Eternal Sunshine is her first new music since her 2020 banger, Positions, the ultimate pandemic-era perv-disco concept album about quarantine madness: a couple locked in the house together so long there’s nothing to do but destroy the furniture in a nature-is-healing sex frenzy. Future historians will pair Positions with Folklore as the yin and yang of lockdown culture, two experimental pop classics lost in cabin fever. Positions holds up insanely well; it sounds better every year. But it’s been a long stretch since the “34+35” days. “You such a dream come true, true/Make a bitch wanna hit snooze, ooh” — those were different times.

Her snooze era was a surprisingly long break for any pop star these days, but especially for Grande, after her bang-bang-bang prolific run of Sweetener, Thank U, Next, and Positions. The faster she worked, the more off-the-dome and eccentric she went, the higher she peaked; her best-loved moments came when she talked her shit and hit send before anyone had time to talk her out of it. But in her years away, her only new music was occasional cameos on other people’s remixes, while filming the upcoming Wicked movies, starring as Glinda. She also made headlines with her marriage, divorce, and on-set romance with co-star Ethan Slater, which gets her rage going on “Yes, And?” 

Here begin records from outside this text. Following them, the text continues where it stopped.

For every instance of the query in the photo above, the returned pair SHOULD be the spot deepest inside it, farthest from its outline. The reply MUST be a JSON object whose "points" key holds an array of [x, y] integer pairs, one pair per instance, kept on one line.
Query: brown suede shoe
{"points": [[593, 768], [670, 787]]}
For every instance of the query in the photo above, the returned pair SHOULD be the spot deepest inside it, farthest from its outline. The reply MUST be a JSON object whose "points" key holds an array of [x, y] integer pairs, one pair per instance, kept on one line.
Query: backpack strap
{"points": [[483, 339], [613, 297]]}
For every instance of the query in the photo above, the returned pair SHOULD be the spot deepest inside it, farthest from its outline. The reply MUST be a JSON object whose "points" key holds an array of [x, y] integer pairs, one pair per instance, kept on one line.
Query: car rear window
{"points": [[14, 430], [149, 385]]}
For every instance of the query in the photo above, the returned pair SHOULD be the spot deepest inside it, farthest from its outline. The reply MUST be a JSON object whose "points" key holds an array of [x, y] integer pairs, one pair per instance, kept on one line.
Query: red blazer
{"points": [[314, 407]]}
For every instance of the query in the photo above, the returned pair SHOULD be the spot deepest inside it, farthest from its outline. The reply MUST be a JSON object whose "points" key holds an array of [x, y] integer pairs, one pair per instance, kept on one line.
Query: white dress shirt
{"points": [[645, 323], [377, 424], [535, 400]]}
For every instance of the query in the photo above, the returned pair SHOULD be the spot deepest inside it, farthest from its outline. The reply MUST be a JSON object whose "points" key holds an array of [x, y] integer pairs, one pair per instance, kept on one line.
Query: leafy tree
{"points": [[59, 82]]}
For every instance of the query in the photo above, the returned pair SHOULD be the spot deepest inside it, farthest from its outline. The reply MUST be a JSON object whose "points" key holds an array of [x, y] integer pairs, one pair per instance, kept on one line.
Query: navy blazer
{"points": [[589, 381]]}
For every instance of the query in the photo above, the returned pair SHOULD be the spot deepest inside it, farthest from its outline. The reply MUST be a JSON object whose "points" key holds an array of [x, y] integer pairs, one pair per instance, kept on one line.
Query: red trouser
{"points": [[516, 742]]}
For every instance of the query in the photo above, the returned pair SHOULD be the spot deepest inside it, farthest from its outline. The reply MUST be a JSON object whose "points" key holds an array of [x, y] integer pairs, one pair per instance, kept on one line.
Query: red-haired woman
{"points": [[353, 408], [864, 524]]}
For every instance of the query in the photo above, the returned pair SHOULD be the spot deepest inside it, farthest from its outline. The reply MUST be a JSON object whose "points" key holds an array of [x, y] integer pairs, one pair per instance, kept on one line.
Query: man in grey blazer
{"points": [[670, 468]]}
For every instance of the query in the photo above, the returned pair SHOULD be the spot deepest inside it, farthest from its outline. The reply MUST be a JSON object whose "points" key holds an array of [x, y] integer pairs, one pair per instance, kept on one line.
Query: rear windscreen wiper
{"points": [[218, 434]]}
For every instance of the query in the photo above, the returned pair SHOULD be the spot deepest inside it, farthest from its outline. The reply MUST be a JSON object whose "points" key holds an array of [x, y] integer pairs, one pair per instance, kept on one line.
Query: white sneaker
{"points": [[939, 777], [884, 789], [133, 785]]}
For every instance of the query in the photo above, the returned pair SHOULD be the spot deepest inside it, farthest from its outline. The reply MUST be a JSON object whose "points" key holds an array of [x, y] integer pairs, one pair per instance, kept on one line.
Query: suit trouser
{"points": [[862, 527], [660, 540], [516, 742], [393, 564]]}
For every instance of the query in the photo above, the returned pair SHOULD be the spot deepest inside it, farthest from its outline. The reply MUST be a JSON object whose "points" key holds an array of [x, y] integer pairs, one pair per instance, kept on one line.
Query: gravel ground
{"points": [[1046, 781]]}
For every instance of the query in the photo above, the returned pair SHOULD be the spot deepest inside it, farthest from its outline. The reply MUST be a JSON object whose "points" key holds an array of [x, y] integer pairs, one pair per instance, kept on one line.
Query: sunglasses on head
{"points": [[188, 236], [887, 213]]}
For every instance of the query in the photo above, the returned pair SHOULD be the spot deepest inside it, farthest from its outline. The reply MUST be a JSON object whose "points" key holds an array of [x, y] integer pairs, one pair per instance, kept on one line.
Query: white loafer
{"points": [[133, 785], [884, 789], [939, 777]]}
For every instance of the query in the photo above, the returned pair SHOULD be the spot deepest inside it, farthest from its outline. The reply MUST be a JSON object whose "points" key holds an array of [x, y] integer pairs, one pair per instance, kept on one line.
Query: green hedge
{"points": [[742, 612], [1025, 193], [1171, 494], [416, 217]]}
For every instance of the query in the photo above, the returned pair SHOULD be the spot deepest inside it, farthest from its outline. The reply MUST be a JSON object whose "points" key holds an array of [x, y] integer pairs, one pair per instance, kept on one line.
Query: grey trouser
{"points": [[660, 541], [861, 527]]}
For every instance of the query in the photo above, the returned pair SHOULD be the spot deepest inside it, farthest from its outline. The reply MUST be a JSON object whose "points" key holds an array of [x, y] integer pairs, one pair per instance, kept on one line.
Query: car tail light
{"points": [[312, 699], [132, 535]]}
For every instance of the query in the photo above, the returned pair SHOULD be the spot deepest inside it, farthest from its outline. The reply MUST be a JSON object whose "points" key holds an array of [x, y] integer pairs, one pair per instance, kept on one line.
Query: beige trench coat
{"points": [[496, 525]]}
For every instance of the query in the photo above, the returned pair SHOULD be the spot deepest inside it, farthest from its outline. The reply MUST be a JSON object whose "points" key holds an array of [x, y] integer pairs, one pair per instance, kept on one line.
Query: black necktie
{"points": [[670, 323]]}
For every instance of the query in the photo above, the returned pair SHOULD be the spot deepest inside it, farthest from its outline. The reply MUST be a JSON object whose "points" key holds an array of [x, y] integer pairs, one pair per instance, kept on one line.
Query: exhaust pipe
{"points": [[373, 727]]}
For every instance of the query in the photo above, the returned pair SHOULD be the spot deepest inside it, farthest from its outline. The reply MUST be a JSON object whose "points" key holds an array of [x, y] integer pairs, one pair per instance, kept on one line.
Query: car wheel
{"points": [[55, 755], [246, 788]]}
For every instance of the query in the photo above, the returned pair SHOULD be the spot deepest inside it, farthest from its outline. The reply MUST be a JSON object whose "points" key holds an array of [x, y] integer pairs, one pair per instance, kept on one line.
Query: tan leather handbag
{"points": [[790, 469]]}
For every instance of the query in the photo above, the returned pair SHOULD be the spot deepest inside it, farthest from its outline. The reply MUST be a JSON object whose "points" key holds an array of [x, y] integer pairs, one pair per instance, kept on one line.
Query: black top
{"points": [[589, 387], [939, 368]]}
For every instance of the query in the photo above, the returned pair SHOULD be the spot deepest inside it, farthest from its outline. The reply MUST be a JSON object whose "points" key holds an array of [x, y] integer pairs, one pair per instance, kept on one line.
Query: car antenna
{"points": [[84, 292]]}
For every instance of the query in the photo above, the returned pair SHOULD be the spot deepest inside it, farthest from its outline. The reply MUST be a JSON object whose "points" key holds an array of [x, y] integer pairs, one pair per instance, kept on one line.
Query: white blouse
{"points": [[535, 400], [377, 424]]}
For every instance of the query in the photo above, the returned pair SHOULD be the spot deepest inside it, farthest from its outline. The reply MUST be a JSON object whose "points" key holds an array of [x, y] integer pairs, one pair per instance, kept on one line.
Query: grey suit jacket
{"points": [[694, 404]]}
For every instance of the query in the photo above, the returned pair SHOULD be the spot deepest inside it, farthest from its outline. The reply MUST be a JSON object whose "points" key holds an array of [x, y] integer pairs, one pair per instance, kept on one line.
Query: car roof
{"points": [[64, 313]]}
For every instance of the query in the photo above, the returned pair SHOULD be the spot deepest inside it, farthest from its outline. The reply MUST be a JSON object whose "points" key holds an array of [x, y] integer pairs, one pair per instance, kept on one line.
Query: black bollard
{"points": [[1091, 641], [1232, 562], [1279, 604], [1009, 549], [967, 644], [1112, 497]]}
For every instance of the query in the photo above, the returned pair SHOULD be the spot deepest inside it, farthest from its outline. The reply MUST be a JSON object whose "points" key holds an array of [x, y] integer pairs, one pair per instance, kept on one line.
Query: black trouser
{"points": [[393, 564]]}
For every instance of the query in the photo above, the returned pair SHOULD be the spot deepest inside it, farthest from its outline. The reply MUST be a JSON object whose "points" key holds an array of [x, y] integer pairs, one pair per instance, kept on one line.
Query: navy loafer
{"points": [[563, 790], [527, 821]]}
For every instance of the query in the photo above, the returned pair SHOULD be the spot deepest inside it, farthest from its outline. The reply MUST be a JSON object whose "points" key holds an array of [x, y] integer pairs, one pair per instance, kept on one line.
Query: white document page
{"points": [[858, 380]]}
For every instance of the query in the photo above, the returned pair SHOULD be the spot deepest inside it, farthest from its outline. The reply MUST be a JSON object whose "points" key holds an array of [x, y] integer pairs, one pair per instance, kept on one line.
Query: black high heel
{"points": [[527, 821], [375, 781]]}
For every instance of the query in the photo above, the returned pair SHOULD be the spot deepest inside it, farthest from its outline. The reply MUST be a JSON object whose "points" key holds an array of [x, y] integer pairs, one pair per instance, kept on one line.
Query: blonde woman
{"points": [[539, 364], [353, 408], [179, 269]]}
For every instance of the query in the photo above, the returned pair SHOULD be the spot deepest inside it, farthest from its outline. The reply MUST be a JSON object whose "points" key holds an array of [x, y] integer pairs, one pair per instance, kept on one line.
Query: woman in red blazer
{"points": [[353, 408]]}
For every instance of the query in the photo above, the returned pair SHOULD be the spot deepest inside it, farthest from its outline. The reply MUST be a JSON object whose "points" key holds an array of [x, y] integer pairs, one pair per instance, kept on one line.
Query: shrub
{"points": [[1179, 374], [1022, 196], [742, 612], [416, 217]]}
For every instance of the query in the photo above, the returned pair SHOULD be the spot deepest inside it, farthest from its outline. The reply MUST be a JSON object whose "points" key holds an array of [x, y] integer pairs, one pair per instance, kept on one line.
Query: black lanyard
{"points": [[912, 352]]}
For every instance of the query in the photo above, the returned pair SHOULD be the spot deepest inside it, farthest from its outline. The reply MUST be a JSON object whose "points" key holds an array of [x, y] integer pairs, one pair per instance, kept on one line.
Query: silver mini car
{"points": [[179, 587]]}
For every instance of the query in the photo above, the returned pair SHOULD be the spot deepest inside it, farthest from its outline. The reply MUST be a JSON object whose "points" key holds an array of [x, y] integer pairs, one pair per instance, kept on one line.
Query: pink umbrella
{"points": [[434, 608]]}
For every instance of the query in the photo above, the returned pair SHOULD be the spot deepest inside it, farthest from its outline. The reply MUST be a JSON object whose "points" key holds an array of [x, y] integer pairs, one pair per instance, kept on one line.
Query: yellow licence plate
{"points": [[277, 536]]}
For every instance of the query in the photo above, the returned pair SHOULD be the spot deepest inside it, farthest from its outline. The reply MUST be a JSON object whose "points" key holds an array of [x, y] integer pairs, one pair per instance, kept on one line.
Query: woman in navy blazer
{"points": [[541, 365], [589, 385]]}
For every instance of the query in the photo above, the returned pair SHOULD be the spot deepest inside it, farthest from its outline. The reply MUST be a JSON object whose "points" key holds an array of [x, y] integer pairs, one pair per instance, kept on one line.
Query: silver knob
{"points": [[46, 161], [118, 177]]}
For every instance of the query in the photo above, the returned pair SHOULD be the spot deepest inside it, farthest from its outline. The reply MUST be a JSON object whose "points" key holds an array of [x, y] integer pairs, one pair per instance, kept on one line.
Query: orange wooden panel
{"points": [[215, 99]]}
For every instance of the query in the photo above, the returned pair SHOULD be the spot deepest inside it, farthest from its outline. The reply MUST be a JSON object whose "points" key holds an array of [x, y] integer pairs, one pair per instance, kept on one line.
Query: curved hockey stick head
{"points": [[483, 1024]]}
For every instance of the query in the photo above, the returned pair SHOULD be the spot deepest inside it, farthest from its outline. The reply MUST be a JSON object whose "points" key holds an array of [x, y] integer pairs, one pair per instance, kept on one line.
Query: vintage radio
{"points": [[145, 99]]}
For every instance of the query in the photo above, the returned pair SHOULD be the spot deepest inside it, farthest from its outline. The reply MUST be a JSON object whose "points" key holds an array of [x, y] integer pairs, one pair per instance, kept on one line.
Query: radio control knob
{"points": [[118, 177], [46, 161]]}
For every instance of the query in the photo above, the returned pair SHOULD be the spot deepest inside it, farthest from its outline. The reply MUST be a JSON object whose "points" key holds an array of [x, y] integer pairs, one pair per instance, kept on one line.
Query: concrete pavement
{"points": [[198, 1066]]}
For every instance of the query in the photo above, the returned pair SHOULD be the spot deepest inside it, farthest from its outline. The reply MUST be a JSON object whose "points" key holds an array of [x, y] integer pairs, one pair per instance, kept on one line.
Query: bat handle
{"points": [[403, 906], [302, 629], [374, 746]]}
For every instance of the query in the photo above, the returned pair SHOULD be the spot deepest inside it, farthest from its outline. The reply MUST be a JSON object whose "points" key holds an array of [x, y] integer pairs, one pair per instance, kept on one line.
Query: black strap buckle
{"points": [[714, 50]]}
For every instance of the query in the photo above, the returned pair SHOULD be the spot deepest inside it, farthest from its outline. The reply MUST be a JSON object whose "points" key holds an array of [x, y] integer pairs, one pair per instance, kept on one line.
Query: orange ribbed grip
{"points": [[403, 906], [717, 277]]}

In case anyone forgot those scandals — let’s face it, we’ve all had so many others to keep track of — it’s a clever move to kick off her Eternal Sunshine era with a lead single giving a “previously on Ariana” recap. She’s always had her own flair for surfing her way through the tabloid headlines — that’s how we got “Thank U, Next,” where she turned what could have been the pettiest celebrity shade into a genuinely moving pop life-coach lesson, her most unexpectedly wise homily. But this woman always knows how to embrace controversy, going all the way back to the most iconic crisis of her career, her legendary doughnut-licking scandal of 2015, when she outraged a nation by getting rowdy in a late-night bakery, tasting the goodies and saying, “I hate America.” (Damn it, we need a revival of pop-star pastry dramas.) It was the power move of a true havoc queen.

Eternal Sunshine takes its title from the 2004 Michel Gondry drama about a heartbroken couple who can only move on by getting each other’s lives medically erased from their brains. It suggests Ariana has got some bittersweet memories to purge. She teams up with longtime collaborators Max Martin and Ilya Salmanzadeh, a symbolic full-circle moment, since they were on hand for her coronation with “Problem” and My Everything a decade ago. Entering their thirties is often a moment when pop queens get introspective and decide to make their boldest marks on history — Carole King on Tapestry, Janet Jackson on The Velvet Rope, Taylor Swift on Lover, Joni Mitchell on Hejira, and, of course, Madonna going full-blast into Damn Right I’m Expressing Myself Thanks for Asking mode. So it’s a huge moment for Ariana. Over her amazing past decade, she’s explored pretty much everywhere. But Eternal Sunshine is where she shows the world where she’s ready to go next.